Studio album by Illya Kuryaki and the Valderramas
- Released: October 31, 2012
- Genres: Funk rock, Hip hop, Reggae, Dance pop
- Length: 56:50
- Label: Sony Music Latin
- Producer: Rafael Arcaute;

Illya Kuryaki and the Valderramas chronology
| Kuryakistan (2001) | Chances (2012) | L.H.O.N. (2016) |

= Chances (Illya Kuryaki and the Valderramas) =

Chances is the seventh studio album by Argentine musical duo Illya Kuryaki and the Valderramas, released on October 31, 2012, through Sony Music Latin.
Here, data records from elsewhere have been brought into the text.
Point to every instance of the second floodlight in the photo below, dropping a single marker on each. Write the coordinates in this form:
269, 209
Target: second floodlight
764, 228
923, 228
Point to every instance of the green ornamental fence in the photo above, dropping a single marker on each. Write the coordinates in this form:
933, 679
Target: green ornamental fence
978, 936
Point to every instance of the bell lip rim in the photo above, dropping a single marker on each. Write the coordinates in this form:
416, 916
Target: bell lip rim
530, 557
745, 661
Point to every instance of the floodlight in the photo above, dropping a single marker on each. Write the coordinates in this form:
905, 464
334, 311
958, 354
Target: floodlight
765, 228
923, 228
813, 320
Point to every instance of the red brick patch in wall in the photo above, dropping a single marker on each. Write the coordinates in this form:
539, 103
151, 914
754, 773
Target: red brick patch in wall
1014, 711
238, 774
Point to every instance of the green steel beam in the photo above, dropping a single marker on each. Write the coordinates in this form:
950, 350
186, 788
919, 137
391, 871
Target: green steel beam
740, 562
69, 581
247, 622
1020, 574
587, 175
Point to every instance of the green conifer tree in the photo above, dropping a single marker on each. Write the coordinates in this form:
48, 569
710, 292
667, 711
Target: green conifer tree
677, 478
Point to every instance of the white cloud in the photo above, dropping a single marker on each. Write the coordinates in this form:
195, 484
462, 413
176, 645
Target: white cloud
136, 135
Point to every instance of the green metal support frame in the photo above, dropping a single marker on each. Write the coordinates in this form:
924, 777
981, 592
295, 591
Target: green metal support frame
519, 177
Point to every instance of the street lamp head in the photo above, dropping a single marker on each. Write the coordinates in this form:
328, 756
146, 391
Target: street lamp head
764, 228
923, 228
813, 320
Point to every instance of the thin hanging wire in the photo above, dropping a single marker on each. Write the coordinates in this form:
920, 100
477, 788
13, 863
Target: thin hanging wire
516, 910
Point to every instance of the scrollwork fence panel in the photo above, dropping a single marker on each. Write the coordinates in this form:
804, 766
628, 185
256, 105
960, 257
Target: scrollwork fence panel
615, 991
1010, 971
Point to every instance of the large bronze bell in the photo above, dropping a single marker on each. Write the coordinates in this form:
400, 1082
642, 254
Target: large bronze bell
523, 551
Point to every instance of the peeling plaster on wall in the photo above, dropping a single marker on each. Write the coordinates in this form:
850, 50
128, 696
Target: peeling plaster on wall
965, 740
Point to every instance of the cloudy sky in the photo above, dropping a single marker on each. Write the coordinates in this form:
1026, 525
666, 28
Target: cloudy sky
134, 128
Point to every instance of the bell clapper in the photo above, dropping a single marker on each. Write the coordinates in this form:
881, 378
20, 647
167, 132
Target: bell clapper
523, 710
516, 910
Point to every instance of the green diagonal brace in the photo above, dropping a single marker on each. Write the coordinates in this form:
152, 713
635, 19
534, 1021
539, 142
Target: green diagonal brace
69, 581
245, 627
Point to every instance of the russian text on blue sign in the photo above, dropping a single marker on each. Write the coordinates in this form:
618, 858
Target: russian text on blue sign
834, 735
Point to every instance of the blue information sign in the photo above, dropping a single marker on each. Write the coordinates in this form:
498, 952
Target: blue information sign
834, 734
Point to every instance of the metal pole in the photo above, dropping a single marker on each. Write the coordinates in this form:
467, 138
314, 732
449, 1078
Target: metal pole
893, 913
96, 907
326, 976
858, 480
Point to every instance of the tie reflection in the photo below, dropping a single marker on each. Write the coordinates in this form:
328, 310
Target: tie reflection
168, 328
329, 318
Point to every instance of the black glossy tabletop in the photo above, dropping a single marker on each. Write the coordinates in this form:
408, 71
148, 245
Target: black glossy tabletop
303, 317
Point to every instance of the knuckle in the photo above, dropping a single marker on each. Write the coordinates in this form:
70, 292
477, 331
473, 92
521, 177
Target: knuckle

The album was produced by the members of the duo, Dante Spinetta and Emmanuel Horvilleur, alongside Rafael Arcaute, it was mixed by Rafa Sardina, mastered by Chris Gehringer and includes a collaboration with Mexican band Molotov.

The album was recorded at three different studios in Argentina, Ave Sexua, Unísono and Casa Submarina, and was the first album released by the duo since their reunion in 2011, almost eleven years after their previous album, Kuryakistan, released on 2001, the same year the duo split.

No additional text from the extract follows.